Les disparitions de personnes se multiplient et la peur s’installe dans la capitale. Alors que les avis de recherche affluent sur les réseaux sociaux et que certains cas se terminent tragiquement, le gouvernement déploie d’importants moyens sécuritaires et maintient la thèse de la déstabilisation.
« Je ne laisse plus mes enfants sortir seuls », confie la mère de deux enfants âgés de 16 et 6 ans. « J’ai peur quand je sors. Je ne sais pas ce qui se passe. Comment un gars qui a à peu près mon âge peut-il être enlevé ? », s’interroge un jeune dans la vingtaine.
Un climat anxiogène s’est installé dans la capitale cette semaine après la découverte du corps sans vie d’un jeune homme porté disparu le week-end dernier, un cas parmi les dizaines relayés dans les médias. Rien que dans la capitale, quatre-vingt-dix signalements de disparition ont été enregistrés depuis le mois de janvier, a fait savoir le ministre de la Sécurité publique.
Les récits relayés sur les réseaux sociaux alimentent davantage l’angoisse, d’autant que les disparitions se produisent dans différents quartiers et touchent désormais toutes les tranches d’âge. Pour l’heure, aucune explication officielle n’a été avancée. Pour l’exécutif, en revanche, la piste d’une tentative de déstabilisation ne fait guère de doute. Le ministre de la Sécurité publique l’avait déjà évoquée ce week-end, une position réaffirmée ce jour par le premier ministre.
C’est un Mamitiana Rajaonarison déterminé qui s’est exprimé ce jour. « Je ne peux pas tolérer qu’on touche à la vie de nos compatriotes », a-t-il lancé, indiquant avoir donné des instructions claires aux ministres concernés afin de mettre un terme à cette situation et de rassurer la population. Dans cette optique, quatre cent éléments des forces de l’ordre ont été déployés dans plusieurs quartiers de la capitale à partir de ce jour. Des numéros verts ont également été mis en place pour permettre le signalement de toute information utile. L’exécutif appelle ainsi la population à collaborer avec les forces de l’ordre afin d’identifier les éventuels auteurs de ces enlèvements.

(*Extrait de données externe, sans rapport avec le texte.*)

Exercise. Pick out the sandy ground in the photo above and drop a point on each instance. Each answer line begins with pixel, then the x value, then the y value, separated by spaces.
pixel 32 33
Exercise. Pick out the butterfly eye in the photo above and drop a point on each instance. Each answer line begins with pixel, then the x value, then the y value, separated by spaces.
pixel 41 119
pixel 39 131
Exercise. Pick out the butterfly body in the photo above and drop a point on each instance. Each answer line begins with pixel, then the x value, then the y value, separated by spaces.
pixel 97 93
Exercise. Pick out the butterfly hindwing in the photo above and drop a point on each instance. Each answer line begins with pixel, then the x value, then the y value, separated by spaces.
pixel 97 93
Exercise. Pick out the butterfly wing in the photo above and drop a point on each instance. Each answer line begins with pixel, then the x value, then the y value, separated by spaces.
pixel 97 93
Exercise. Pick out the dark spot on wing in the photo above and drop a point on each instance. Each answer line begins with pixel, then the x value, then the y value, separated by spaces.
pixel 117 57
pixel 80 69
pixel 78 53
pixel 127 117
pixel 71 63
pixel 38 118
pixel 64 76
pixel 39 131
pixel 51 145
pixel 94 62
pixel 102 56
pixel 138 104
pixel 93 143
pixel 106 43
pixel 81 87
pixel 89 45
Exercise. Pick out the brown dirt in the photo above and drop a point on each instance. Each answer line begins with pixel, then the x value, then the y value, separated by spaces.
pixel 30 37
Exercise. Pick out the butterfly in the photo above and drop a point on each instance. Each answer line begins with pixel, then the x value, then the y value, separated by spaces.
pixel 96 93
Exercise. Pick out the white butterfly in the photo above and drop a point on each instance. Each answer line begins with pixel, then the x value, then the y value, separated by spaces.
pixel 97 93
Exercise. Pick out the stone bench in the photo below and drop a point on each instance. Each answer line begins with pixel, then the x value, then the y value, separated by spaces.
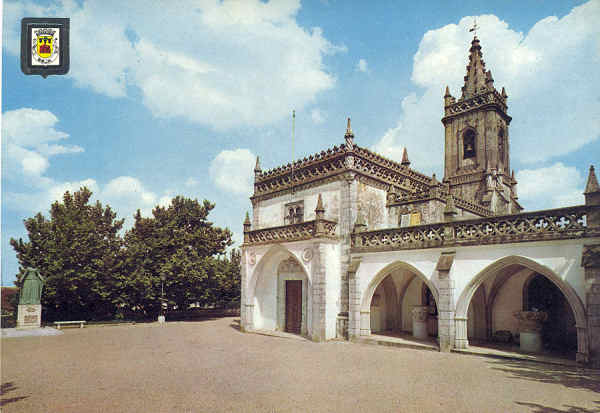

Reste à savoir si ces mesures suffiront à rassurer la population. Cette série noire rappelle les événements de juin 2022, lorsque plusieurs jeunes filles avaient été portées disparues avant d’être retrouvées, souvent dans un état second. Selon le premier ministre, la situation actuelle diffère toutefois des épisodes passés, dans la mesure où les victimes sont désormais retrouvées mortes, parfois avec des organes manquants.

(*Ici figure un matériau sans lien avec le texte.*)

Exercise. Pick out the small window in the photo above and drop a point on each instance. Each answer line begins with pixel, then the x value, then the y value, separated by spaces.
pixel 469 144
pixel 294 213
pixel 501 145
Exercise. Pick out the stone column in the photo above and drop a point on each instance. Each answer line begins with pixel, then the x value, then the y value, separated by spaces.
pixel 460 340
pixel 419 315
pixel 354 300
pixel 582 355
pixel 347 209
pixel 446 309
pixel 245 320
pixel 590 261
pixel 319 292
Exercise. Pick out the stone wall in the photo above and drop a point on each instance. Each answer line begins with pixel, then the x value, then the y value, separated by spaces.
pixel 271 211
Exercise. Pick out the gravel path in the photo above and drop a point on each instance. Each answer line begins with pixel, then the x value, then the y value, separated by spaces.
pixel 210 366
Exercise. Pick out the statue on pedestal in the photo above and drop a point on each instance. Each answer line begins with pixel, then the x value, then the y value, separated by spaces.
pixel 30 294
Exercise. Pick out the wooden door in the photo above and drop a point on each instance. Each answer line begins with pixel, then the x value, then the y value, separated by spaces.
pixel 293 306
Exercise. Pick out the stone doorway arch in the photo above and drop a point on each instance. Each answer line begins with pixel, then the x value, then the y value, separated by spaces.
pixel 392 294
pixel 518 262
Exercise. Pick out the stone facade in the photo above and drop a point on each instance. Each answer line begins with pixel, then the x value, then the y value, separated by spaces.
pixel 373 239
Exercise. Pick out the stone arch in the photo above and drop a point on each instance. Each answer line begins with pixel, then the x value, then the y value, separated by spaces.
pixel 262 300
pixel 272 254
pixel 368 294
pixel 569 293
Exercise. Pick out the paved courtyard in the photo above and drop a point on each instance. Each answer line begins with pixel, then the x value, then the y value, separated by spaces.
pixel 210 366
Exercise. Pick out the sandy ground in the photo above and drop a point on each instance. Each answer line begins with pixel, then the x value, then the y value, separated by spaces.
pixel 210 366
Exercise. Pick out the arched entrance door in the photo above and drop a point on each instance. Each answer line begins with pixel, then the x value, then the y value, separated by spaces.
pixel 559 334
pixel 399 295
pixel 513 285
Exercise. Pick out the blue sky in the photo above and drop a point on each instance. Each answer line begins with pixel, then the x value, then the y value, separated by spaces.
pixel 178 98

Face à cette situation, la Plateforme de la société civile pour l’enfance (PFSCE) appelle les autorités à faire toute la lumière sur ces disparitions, notamment en précisant clairement si ces événements sont liés entre eux ou s’il s’agit de cas isolés. Elle demande l’ouverture d’enquêtes « complètes, diligentes, indépendantes et transparentes » afin d’établir la vérité sur ces disparitions.